Commissioned by Owens before her untimely death in 2019, the play arose from conversations about Weil’s life and work between Owens and the playwright over several visits in New York City and at Champagne’s upstate cabin. The play dramatizes those talks between the two friends, and also brings in the subject herself, in a fascinating triad that allows the modern women—and the audience—to hear it from the mystic’s mouth. It’s Simone Weil 101, a heady trip loaded with ethical and metaphysical ideas, and delivered by three first-rate actors.
Katherine (Shannon Kearns) and Nora (Joanna Schellenberg) are curled up on cushioned sofas, laughing about Weil’s nerdy love of math games as Nora brings their lunch from the cabin’s small kitchen. Nora imagines the difficulties Weil’s affluent French Jewish family must have endured—having to regularly rescue their determined prodigy, activist, and wanna-be revolutionary, who yearned to put her body in the line of fire.
Behind the chatting women on Robert Winn’s warm, roomy set we can see bespectacled Simone (Jenny Ledel) through a transparent screen, wearing a suit and bow tie, and chain smoking as she scribbles in her journal. She chimes in to say she works as a farmer and in factories to know deeply what labor is—what it is to grow fruit, or to work until exhausted on a speed-driven assembly line. What if you could talk to your favorite writer just like that?
During the next swift and scene-packed 80 minutes, Champagne takes us through Weil’s frenzied, passionate life, from the fairy tales her mother told her to her death at age 34 in London, where she contracted TB during a failed attempt to organize nurses for France, then suffering under German occupation. Before she died, Weil loaded her life with a physical and intellectual search for the good that led her from Judaism to Christianity—away from the downward gravity of the “Ancient Roman” philosophy she studied, and toward a Utopian vision of grace, and the belief that the soul waiting for grace “feeds on light.”

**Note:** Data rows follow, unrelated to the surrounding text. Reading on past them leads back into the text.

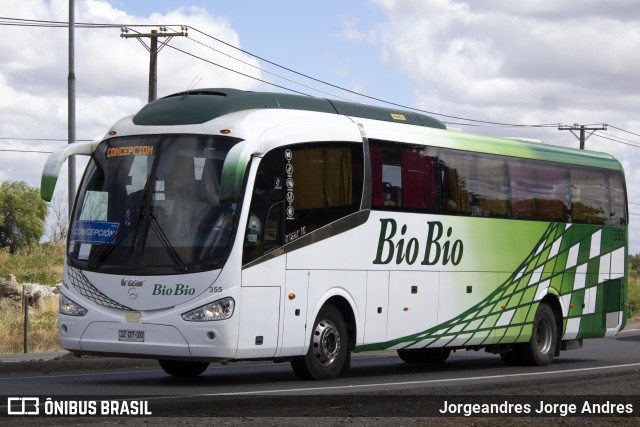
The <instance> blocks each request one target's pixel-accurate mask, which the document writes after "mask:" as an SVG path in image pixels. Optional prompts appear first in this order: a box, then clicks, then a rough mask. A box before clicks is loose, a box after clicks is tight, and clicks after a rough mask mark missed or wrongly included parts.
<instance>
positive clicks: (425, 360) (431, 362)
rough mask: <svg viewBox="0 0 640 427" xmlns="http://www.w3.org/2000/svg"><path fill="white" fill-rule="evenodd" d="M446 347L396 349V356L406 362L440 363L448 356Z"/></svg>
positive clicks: (408, 362)
mask: <svg viewBox="0 0 640 427" xmlns="http://www.w3.org/2000/svg"><path fill="white" fill-rule="evenodd" d="M450 354H451V350H449V349H448V348H418V349H414V350H398V356H399V357H400V359H402V361H403V362H406V363H429V364H432V365H441V364H443V363H444V362H446V360H447V359H448V358H449V355H450Z"/></svg>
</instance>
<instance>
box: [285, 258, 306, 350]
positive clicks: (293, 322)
mask: <svg viewBox="0 0 640 427" xmlns="http://www.w3.org/2000/svg"><path fill="white" fill-rule="evenodd" d="M286 283H287V284H286V288H285V292H284V295H283V307H284V308H283V314H284V315H283V316H282V318H283V325H282V329H281V330H282V340H281V342H280V352H279V354H278V356H301V355H302V354H303V350H304V346H305V344H306V343H305V335H306V326H307V292H308V287H309V271H308V270H287V273H286ZM312 321H313V320H312Z"/></svg>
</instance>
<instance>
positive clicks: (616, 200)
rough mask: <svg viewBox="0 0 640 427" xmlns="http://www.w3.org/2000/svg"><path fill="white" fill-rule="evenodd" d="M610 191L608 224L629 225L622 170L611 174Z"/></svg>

Nora and Katherine talk of their own lives and similar backgrounds. And they have fun together. At one point the music breaks into a swing dance and the two friends dance around the stage with a dishpan and a platter, collapsing in laughter. Both are taken with Weil’s conception of focusing one’s attention deeply on a given object to know it and respect its singularity, whether that subject is a shining apple you do not eat, or a suffering person you acknowledge with compassion. Clearly, this aspect of Weil’s thought is profoundly central not only to “good” people but to good actors as well—who learn lines, inhabit and become characters, and draw the audience into the play.
Ledel’s Simone is as vulnerable as she is tough, and even funny when her body just cannot perform like a rebel. Migraines, hunger weakness, terrible vision get in the way. She admits the commandos in Spain “won’t let me shoot because of my poor eyesight.” Face lit by a candle in a cathedral, or dragging a foot burned in a clumsy accident, this fierce Simone shouts for freedom, projecting the touching innocence of the seeker. We also know she is protected by a devoted mom who bribes a roommate to keep her idealistic daughter fed and their shared room warm.
Kearns’ Katherine has an intense stillness when focused on Weil’s ideas. She laughs with her friend, and smiles when she talks about her West Texas land. Schellenberg’s Nora, as the playwright at work, conjures a scholar’s curiosity about Weil and a friend’s honest attention as both women remember why this writer means so much to them. Both actors easily become other characters in Weil’s life. Schellenberg is touching as her hovering mother, and Kearns is a comically stuffy headmaster who gives the young philosopher her first teaching job.
Sometimes the weight of Weil’s metaphysics—and the sheer span of her activities—can take on the feel of the academic lecture hall, even when voiced by fine actors. Somebody must awkwardly summarize Nazi occupation dates; a complicated moral conundrum is compressed into an epigram. Even these moments have a touching sweetness that always engages. DuBose and his troupe mostly avoid the Simone Weil “symposium” effect, however, and we come away feeling Weil’s unique energy and persona, and the ways her life and work continue to resonate in our own troubled times.